Drammatico, Sala

UNA VOLTA NELLA VITA

Titolo OriginaleLes Héritiers
NazioneFrancia
Anno Produzione2014
Durata105'

TRAMA

Comune di Créteil. Liceo Léon Blum. Anno scolastico 2008/2009. Una delle peggiori classi, data per spacciata dalla maggior parte dei professori, trova un forte stimolo nell’iniziativa della professoressa Anne Gueguen: partecipare a un concorso del Ministero dell’Istruzione sul tema del genocidio ebraico attraverso un lavoro collettivo intitolato “I bambini e gli adolescenti nel sistema concentrazionario nazista”. Non sarà facile passare dal totale disinteresse alla passione, ma la professoressa Gueguen riuscirà a contagiare con i propri metodi educativi i ragazzi. Da una storia vera.

RECENSIONI

Realtà e finzione si compenetrano nell’opera di Marie-Castille Mention-Schaar. Vera è la storia della classe, una delle più turbolente, di un liceo delle banlieue parigine che grazie all’impegno e alla dedizione di una professoressa partecipa con inaspettato successo al “Concorso nazionale della Resistenza e della Deportazione (CNRD)”, istituito in Francia nel 1961 per trasmettere valori relativi ai diritti umani e ai principi democratici. Così come vero è anche l’apporto di uno dei protagonisti dei fatti narrati, il giovane Ahmed Dramé, studente nell'anno scolastico 2008/2009 in quella scuola e poi sceneggiatore e attore nel film che quegli eventi racconta. Ma veri sono anche i luoghi, il lungometraggio è infatti ambientato nel liceo Léon-Blum di Créteil, teatro della vicenda, e veri sono pure i volti di alcuni adolescenti che si mescolano ad attori professionisti per dare vita a un gruppo eterogeneo dove etnie e religioni non possono che confliggere. A sfumare definitivamente i confini percettivi è però l’apporto dell’ex deportato Léon Ziguel, che rappresenta la svolta nella presa di coscienza dei protagonisti, il momento in cui ogni dubbio sulla valenza del progetto è fugato. Un personaggio reale, quindi non interpretato da un attore (è morto nel gennaio 2015 a 87 anni), che squarcia la finzione con il racconto della sua vita nei campi di concentramento. La forza dirompente delle sue parole permette alla realtà e alla sua rappresentazione di fondersi raggiungendo quel limbo da cui scaturiscono le emozioni. A commuoversi e a partecipare sono gli  attori, come a suo tempo gli studenti, che hanno la stessa età che aveva Ziguel quando fu deportato, e, di riflesso, noi spettatori.

Tutto il resto è solo finzione, quindi ricostruzione calibrata con sensibilità per dare verosimiglianza a una storia che ha del fantascientifico. Difficile, infatti, credere che un coacervo così esplosivo trovi un equilibrio salvifico in grado di cambiare quello che sembrava un destino segnato.

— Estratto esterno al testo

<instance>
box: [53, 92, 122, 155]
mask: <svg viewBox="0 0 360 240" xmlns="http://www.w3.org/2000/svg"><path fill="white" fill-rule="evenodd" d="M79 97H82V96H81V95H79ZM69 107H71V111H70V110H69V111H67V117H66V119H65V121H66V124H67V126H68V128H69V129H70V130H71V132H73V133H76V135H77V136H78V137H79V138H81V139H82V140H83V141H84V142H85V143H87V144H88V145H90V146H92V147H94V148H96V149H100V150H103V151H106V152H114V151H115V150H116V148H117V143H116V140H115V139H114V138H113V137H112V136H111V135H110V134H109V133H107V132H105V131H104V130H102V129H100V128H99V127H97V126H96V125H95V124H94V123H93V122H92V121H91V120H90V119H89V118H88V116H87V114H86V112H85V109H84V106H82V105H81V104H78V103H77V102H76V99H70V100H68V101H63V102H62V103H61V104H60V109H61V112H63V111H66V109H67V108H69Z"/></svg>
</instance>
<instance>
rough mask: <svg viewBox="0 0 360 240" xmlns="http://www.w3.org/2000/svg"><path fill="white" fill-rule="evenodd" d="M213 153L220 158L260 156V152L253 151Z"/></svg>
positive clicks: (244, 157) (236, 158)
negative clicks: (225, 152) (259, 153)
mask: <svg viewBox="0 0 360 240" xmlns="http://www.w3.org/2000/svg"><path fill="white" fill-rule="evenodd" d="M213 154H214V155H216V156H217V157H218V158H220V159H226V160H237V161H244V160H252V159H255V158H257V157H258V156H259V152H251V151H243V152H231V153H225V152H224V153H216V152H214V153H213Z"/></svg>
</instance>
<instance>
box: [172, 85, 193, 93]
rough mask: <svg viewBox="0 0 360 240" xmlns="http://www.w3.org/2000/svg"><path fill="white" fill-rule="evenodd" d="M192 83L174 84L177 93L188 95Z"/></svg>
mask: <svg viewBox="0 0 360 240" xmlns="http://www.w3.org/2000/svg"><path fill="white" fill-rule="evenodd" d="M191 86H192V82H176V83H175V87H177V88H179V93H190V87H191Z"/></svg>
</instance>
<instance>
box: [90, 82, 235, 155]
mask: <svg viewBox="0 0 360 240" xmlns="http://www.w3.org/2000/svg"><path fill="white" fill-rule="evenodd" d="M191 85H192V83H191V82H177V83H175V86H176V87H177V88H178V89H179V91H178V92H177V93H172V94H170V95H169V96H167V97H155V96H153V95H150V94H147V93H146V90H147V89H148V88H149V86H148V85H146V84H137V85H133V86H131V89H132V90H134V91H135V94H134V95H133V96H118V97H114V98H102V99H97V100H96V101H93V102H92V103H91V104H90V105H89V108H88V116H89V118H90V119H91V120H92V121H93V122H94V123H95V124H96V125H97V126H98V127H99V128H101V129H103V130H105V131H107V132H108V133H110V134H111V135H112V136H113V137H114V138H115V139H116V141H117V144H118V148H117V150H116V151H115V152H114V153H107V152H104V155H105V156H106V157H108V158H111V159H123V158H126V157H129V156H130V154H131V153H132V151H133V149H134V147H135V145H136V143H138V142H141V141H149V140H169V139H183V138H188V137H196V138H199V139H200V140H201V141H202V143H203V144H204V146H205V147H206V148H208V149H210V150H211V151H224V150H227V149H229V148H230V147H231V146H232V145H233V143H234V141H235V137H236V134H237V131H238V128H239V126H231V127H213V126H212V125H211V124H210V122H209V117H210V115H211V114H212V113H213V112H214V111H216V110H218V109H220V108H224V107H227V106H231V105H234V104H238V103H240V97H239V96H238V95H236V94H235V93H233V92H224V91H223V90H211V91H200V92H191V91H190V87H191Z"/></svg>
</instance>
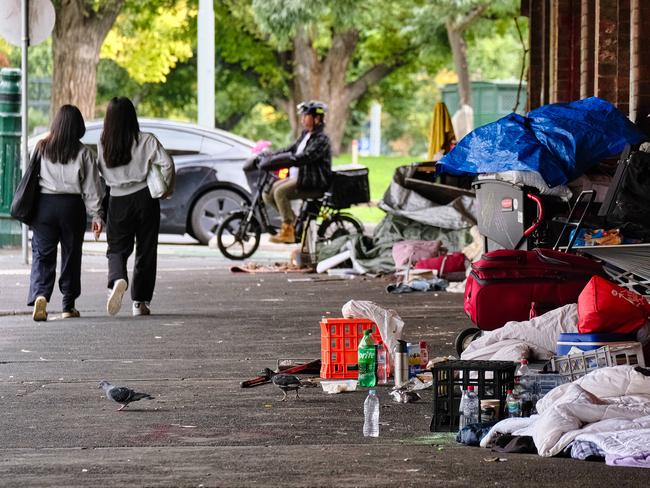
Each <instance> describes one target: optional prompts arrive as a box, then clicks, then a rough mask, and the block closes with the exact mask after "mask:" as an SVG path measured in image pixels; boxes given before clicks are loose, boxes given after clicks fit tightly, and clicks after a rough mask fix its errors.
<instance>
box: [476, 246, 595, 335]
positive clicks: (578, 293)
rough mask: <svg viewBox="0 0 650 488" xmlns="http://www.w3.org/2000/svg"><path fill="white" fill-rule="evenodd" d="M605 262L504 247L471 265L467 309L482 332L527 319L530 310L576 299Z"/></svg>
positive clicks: (576, 300)
mask: <svg viewBox="0 0 650 488" xmlns="http://www.w3.org/2000/svg"><path fill="white" fill-rule="evenodd" d="M603 273H604V271H603V267H602V265H601V264H600V263H598V262H596V261H594V260H592V259H589V258H584V257H581V256H574V255H572V254H566V253H563V252H559V251H553V250H551V249H534V250H532V251H522V250H516V249H499V250H496V251H491V252H487V253H485V254H483V256H482V257H481V259H479V260H478V261H476V262H475V263H472V272H471V273H470V275H469V276H468V278H467V283H466V285H465V303H464V309H465V313H467V315H468V316H469V318H470V319H471V320H472V322H474V323H475V324H476V326H477V327H478V328H480V329H482V330H494V329H498V328H499V327H501V326H503V325H504V324H505V323H506V322H508V321H510V320H517V321H523V320H528V319H529V318H530V316H531V309H532V308H534V307H536V309H544V310H552V309H554V308H558V307H561V306H563V305H567V304H569V303H576V302H577V300H578V295H580V292H581V291H582V289H583V288H584V287H585V285H586V284H587V283H588V282H589V280H590V279H591V277H592V276H594V275H602V274H603Z"/></svg>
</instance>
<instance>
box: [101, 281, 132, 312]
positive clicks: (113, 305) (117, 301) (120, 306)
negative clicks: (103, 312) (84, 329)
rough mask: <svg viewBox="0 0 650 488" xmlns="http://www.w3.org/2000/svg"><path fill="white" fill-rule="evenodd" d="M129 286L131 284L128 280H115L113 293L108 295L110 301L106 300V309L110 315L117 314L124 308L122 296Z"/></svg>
mask: <svg viewBox="0 0 650 488" xmlns="http://www.w3.org/2000/svg"><path fill="white" fill-rule="evenodd" d="M128 287H129V285H128V283H127V282H126V280H123V279H119V280H115V283H113V289H112V290H111V294H110V295H109V296H108V301H107V302H106V311H107V312H108V314H109V315H115V314H117V313H118V312H119V311H120V309H121V308H122V298H123V297H124V292H125V291H126V289H127V288H128Z"/></svg>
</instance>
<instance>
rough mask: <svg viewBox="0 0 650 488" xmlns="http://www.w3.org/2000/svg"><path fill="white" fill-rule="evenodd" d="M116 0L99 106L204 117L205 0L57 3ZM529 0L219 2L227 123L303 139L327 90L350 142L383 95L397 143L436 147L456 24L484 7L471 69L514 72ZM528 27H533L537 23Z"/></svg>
mask: <svg viewBox="0 0 650 488" xmlns="http://www.w3.org/2000/svg"><path fill="white" fill-rule="evenodd" d="M116 4H123V5H122V6H121V8H120V9H119V10H118V11H117V13H115V19H114V23H112V24H111V26H110V28H108V29H107V31H106V36H105V39H104V40H103V41H102V42H101V43H99V44H98V43H97V41H96V40H95V41H94V42H95V44H94V45H97V46H98V47H97V58H96V65H95V66H97V69H98V71H97V80H96V83H95V82H93V86H95V85H96V86H97V97H96V100H95V99H94V98H93V100H95V102H96V104H97V107H98V110H99V114H100V115H101V113H102V111H103V110H102V109H103V106H104V104H105V103H106V101H107V100H108V99H110V98H111V97H112V96H115V95H125V96H129V97H131V98H132V99H133V100H134V102H135V103H136V104H137V106H138V112H139V113H140V114H142V115H145V116H147V115H148V116H157V117H168V118H176V119H183V120H193V119H195V117H196V112H197V109H196V89H197V84H196V57H195V53H196V34H197V31H196V29H197V27H196V15H197V11H198V0H119V1H118V2H113V1H112V0H66V1H62V0H58V1H56V2H55V6H56V8H57V9H58V11H57V13H60V12H61V11H63V10H66V15H69V14H70V12H68V10H70V9H74V8H75V7H80V8H82V9H83V12H85V14H84V15H85V16H86V17H85V18H86V20H85V21H84V22H86V23H87V22H90V21H91V20H92V21H94V22H100V21H101V19H103V18H104V17H103V16H104V15H106V12H107V10H106V9H107V8H109V7H111V6H112V7H115V5H116ZM517 4H518V2H517V1H516V0H503V1H499V2H489V1H487V0H401V1H400V2H394V1H392V0H365V1H363V2H360V1H357V0H310V1H309V2H303V1H293V0H220V1H218V2H215V4H214V7H215V29H216V35H215V43H216V46H215V47H216V62H217V73H216V74H217V86H216V121H215V122H216V125H217V126H218V127H222V128H225V129H228V130H233V131H234V132H236V133H239V134H241V135H244V136H248V137H251V138H254V139H257V138H269V139H272V140H274V142H277V144H278V145H282V144H284V143H285V142H287V140H288V139H289V138H290V137H291V134H290V127H292V128H293V129H294V130H296V129H297V118H296V115H295V104H296V103H297V102H298V101H300V100H302V99H304V98H320V99H323V100H324V101H326V102H327V103H329V105H330V109H331V112H330V114H329V116H328V119H329V121H330V122H331V123H330V129H329V130H330V131H331V132H334V133H335V134H334V135H335V138H336V141H337V144H338V145H339V146H344V145H345V144H346V143H347V142H346V141H348V140H349V138H350V137H355V136H357V135H358V133H359V128H360V126H361V125H362V124H363V123H364V122H365V119H366V116H367V115H366V114H367V111H368V108H369V106H370V103H371V102H372V101H378V102H380V103H382V105H383V130H384V134H385V138H388V139H390V140H394V141H401V142H399V143H396V144H395V148H400V149H399V150H403V148H411V150H412V151H415V152H418V151H420V150H421V149H422V148H423V147H425V141H426V134H427V126H428V121H429V120H430V113H431V107H432V106H433V104H434V103H435V102H436V101H437V100H438V99H439V97H440V94H439V91H438V88H439V87H438V84H439V80H440V79H441V77H440V76H439V73H451V74H450V75H449V76H447V77H446V81H447V82H449V81H453V82H455V81H457V78H455V75H454V71H455V72H456V73H457V72H458V69H457V68H455V66H454V62H453V58H452V50H451V46H450V39H449V35H448V25H449V23H450V22H452V23H454V22H455V23H460V22H462V19H463V18H466V17H467V16H468V15H469V14H470V13H471V12H473V11H474V10H475V9H477V8H479V9H481V13H480V15H478V16H476V17H475V18H472V22H471V23H470V24H468V25H467V26H465V27H464V30H463V32H462V38H463V42H465V44H466V64H467V71H468V79H472V80H490V79H513V78H516V77H518V76H519V70H520V64H521V46H520V44H519V40H518V37H517V34H516V31H515V28H514V23H513V20H512V17H513V16H515V15H517V14H518V7H517ZM75 19H77V18H75ZM89 19H90V20H89ZM93 19H94V20H93ZM73 20H74V19H73ZM77 20H78V19H77ZM70 25H73V24H70ZM522 25H523V26H524V28H525V25H526V24H525V22H524V23H523V24H522ZM525 34H526V33H525ZM54 44H55V46H54V49H55V50H56V44H57V43H56V42H55V43H54ZM50 47H52V43H50V44H49V45H48V47H47V48H45V47H44V46H43V47H42V46H37V47H33V48H31V49H30V57H31V60H32V64H31V67H30V72H33V70H34V69H35V68H38V69H39V70H40V71H39V74H48V73H51V70H52V56H51V55H48V49H50ZM3 59H7V60H8V62H9V64H12V65H14V66H15V65H16V63H19V61H20V57H19V50H17V49H15V48H11V47H9V46H6V45H5V44H3V43H2V42H1V40H0V63H2V62H4V63H5V64H7V61H3ZM83 66H85V65H83ZM83 66H82V67H80V68H79V69H83ZM89 66H92V65H89ZM89 69H91V68H90V67H89V68H87V69H86V70H89ZM92 69H94V68H92ZM93 97H94V95H93Z"/></svg>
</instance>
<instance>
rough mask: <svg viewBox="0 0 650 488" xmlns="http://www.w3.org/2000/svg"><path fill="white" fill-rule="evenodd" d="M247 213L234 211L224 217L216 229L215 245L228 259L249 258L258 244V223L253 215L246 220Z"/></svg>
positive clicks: (255, 248)
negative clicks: (216, 240)
mask: <svg viewBox="0 0 650 488" xmlns="http://www.w3.org/2000/svg"><path fill="white" fill-rule="evenodd" d="M247 215H248V214H247V212H236V213H234V214H232V215H230V216H228V217H226V218H225V219H224V220H223V221H222V222H221V225H219V228H218V229H217V234H216V236H217V247H219V250H220V251H221V254H223V255H224V256H225V257H227V258H228V259H233V260H236V261H240V260H242V259H246V258H249V257H251V256H252V255H253V254H254V253H255V251H257V248H258V247H259V245H260V236H261V234H262V231H261V228H260V224H259V222H258V221H257V219H256V218H255V217H252V218H251V220H250V221H247V220H246V219H247Z"/></svg>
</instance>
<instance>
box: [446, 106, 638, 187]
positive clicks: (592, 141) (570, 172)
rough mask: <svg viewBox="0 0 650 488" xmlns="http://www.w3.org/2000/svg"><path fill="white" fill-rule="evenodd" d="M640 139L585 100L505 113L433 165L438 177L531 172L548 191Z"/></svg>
mask: <svg viewBox="0 0 650 488" xmlns="http://www.w3.org/2000/svg"><path fill="white" fill-rule="evenodd" d="M641 139H642V137H641V133H640V132H639V131H638V130H637V129H636V127H635V126H634V124H632V122H630V120H629V119H628V118H627V117H626V116H625V115H623V113H622V112H620V111H619V110H618V109H617V108H616V107H614V105H612V104H611V103H609V102H607V101H605V100H603V99H601V98H598V97H591V98H585V99H584V100H578V101H575V102H571V103H555V104H551V105H545V106H543V107H540V108H537V109H535V110H532V111H530V112H528V116H527V117H522V116H521V115H518V114H516V113H511V114H509V115H506V116H505V117H503V118H501V119H499V120H497V121H496V122H492V123H491V124H487V125H484V126H482V127H479V128H477V129H475V130H473V131H472V132H470V133H469V134H467V135H466V136H465V137H464V138H463V139H462V140H461V141H460V142H459V143H458V144H457V145H456V147H454V149H453V150H452V151H451V152H450V153H449V154H447V155H445V156H444V157H443V158H442V159H441V160H440V161H439V162H438V165H437V171H438V172H439V173H449V174H453V175H476V174H481V173H500V172H503V171H537V172H538V173H540V174H541V175H542V177H543V178H544V181H546V183H547V184H548V185H549V186H551V187H553V186H557V185H563V184H566V183H568V182H569V181H571V180H574V179H575V178H577V177H579V176H580V175H582V174H583V173H584V172H585V171H586V170H588V169H589V168H591V167H592V166H594V165H596V164H598V163H599V162H600V161H602V160H603V159H604V158H607V157H610V156H614V155H616V154H618V153H620V152H621V151H623V148H624V147H625V144H637V143H639V142H640V141H641Z"/></svg>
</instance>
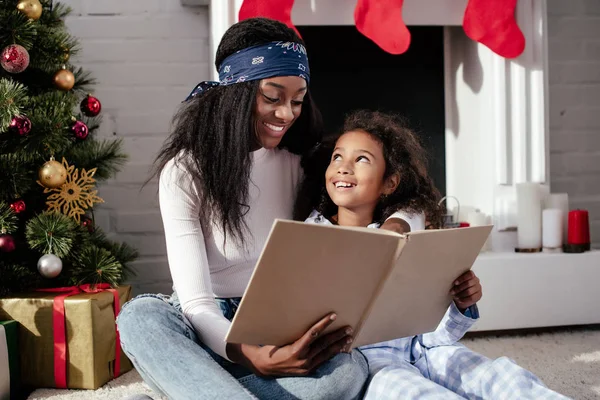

Determinante per volgere in positivo l’iniziale disinteresse degli studenti, oltre all’incontro con Ziguel, sicuramente la volontà e il carisma della professoressa promotrice dell’iniziativa, che nel film ha l’autorevolezza di un’interprete sensibile come Ariane Ascaride, capace di dare fiducia ai suoi allievi ponendoli al centro del percorso didattico. Per raggiungere il suo scopo la regista non abbandona quasi mai le aule scolastiche, resta sui volti dei giovani interpreti e cerca di rendersi trasparente. Facilmente attaccabile come buonista (ma è il soggetto stesso ad esserlo), il film affronta tematiche universali con onestà: il conflitto tra la libertà di espressione e il principio della laicità, la necessità di mantenere viva la memoria della Storia in modo da comprendere il passato per vivere con consapevolezza il presente e il bisogno dei giovanissimi di sentirsi percepiti come individui. Se gli intenti sono quindi lodevoli e il punto di vista prezioso, non mancano però eccessive sottolineature (quei palloncini colorati in volo a illuminare il grigiore del paesaggio, la signora sull’autobus che non accetta il posto offerto da una donna musulmana), alcuni stereotipi (la ragazza più ritrosa che diventa una delle più partecipi, lo studente introverso ai limiti del mutismo che trova poi modo di dare voce al proprio sentire, in generale l’equità dei caratteri all’interno della classe) e semplificazioni. Resta infatti piuttosto brusca, al di là della pacatezza dell’approccio, la maturazione dei ragazzi, troppo rapidamente in grado di capire l’importanza del progetto in cui sono coinvolti. Titolo italiano anonimo rispetto all’originale Les héritiérs, cioè gli eredi, che va invece dritto all’essenza.